Strategy #2 for Automating DNS
Deploying an Open Source Solution
Some organizations try to automate DNS by deploying an open source DNS server like BIND or PowerDNS. These servers do not provide a native API, so automation needs to be done via scripting.
Pros:
Commands and environment is intuitive and well known to many developers.
Cons:
Major effort required to script automated actions - these servers were built at a time when Infrastructure as Code did not exist.
Slow response to scripted CLI commands, cannot execute multiple API commands rapidly.
DNS propagation times, which can be 30 minutes or more, cannot keep up with frequent changes to infrastructure.
BIND requires a restart when DNS records are updated, which causes service interruption. This means DNS updates cannot be done as part of the DevOps automation flow
Open source DNS solutions require ongoing management of patches and security updates, and have high maintenance overhead - even more so than other open source tools, because DNS is a critical infrastructure and more exposed to attack.
Strategy #3 for Automating DNS
Using the DNS of your Cloud Provider
Amazon, Azure and other cloud providers provide native DNS services which are a good choice for automation. Unlike BIND-based solutions, cloud DNS services offer a modern, native API and improved performance.
However, cloud DNS services they are not enterprise-wide solutions. Each cloud provider has its own DNS system, and no cloud provider offers an on-premise DNS solution. The result is a hybrid, enterprise DNS system without the ability to orchestrate processes among heterogeneous environments. DevOps teams must interface with and maintain multiple, disparate DNS systems.
Pros:
Cloud-native API, high performance (no reliance on BIND).
DNS changes propagate fast.
Some traffic management - for example, ability to route traffic based on load and capacity.
Cons:
Cloud DNS solutions do not extend easily (or at all) to on premise infrastructure. As long as you have some systems running on-premise, you’ll need to maintain a local DNS system, which does not provide the same automation capabilities.
Each cloud provider has its own DNS solution, with its own API and proprietary features. If you operate on more than one cloud, this creates a steep learning curve and additional integration effort.
If you choose to centralize all DNS activity on one cloud provider, all DNS requests will need to go to that cloud first, then to other locations, incurring high latency.

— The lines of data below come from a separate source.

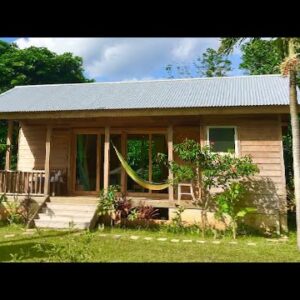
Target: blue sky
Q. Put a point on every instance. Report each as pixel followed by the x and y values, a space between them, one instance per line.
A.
pixel 117 59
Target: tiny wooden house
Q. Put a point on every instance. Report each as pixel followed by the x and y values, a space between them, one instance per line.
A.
pixel 65 131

Smart traffic management features will only work on the same cloud provider. For example, in a hybrid cloud scenario, you cannot use the public cloud’s DNS service to distribute traffic between private/public cloud based on current load.
Strategy #4 for Automating DNS
NS1’s Next-Generation Private DNS Solution
DNS appliances, self-deployed open source servers and cloud DNS services can all be used to automate DNS as part of DevOps workflows. However, none of these solutions provide support for all cloud and on-premise environments, together with modern integration and automation capabilities.

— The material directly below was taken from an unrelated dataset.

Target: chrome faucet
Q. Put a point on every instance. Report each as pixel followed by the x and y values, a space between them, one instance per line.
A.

NS1 provides next-generation, carrier-grade DNS solutions that power some of the biggest Internet services and enterprise applications, including Yelp, Salesforce, and LinkedIn. NS1's Private DNS is now offered as a private DNS solution you can deploy on-premise and in the cloud.

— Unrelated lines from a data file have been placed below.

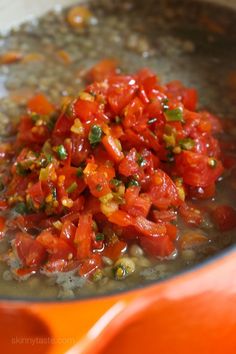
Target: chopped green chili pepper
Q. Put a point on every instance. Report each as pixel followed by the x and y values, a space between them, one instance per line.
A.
pixel 152 120
pixel 133 183
pixel 99 187
pixel 141 160
pixel 187 144
pixel 21 170
pixel 117 120
pixel 79 172
pixel 21 208
pixel 95 135
pixel 72 187
pixel 116 182
pixel 174 115
pixel 212 162
pixel 100 237
pixel 62 153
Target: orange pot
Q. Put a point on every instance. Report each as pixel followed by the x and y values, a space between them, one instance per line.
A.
pixel 193 312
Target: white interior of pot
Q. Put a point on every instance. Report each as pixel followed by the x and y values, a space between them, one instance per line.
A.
pixel 16 11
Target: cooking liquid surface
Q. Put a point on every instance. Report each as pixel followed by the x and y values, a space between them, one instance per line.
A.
pixel 197 48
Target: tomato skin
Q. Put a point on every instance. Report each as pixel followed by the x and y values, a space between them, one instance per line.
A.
pixel 27 136
pixel 98 184
pixel 115 250
pixel 190 98
pixel 40 105
pixel 58 247
pixel 133 115
pixel 111 147
pixel 163 191
pixel 68 231
pixel 83 236
pixel 129 166
pixel 191 215
pixel 62 127
pixel 135 204
pixel 88 266
pixel 164 215
pixel 224 217
pixel 195 170
pixel 36 193
pixel 121 218
pixel 85 110
pixel 121 91
pixel 149 228
pixel 29 250
pixel 98 189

NS1 Private DNS: DNS Designed for DevOps
NS1 was built around several design principles that makes it an ideal solution for a DevOps environment
Infrastructure and cloud agnostic
Works on-premise and in any cloud or containerized environment
API-first design
Easy to use RESTful API with intuitive syntax and high-speed command processing
Built-in integrations
Integrates with popular products across the DevOps toolset - IaC, monitoring, visualization and alerting (see our integrations)
Fast propagation
DNS updates propagated in seconds across global infrastructure, supporting IaC and automated cloud provisioning. No restarts needed for DNS updates.
Security controls
Permissioned access at the DNS zone level, with public/private key-based API control, and restricted access based on source IP. Comprehensive logging.
Carrier-grade
Scalability, performance and reliability trusted by the world’s largest online companies.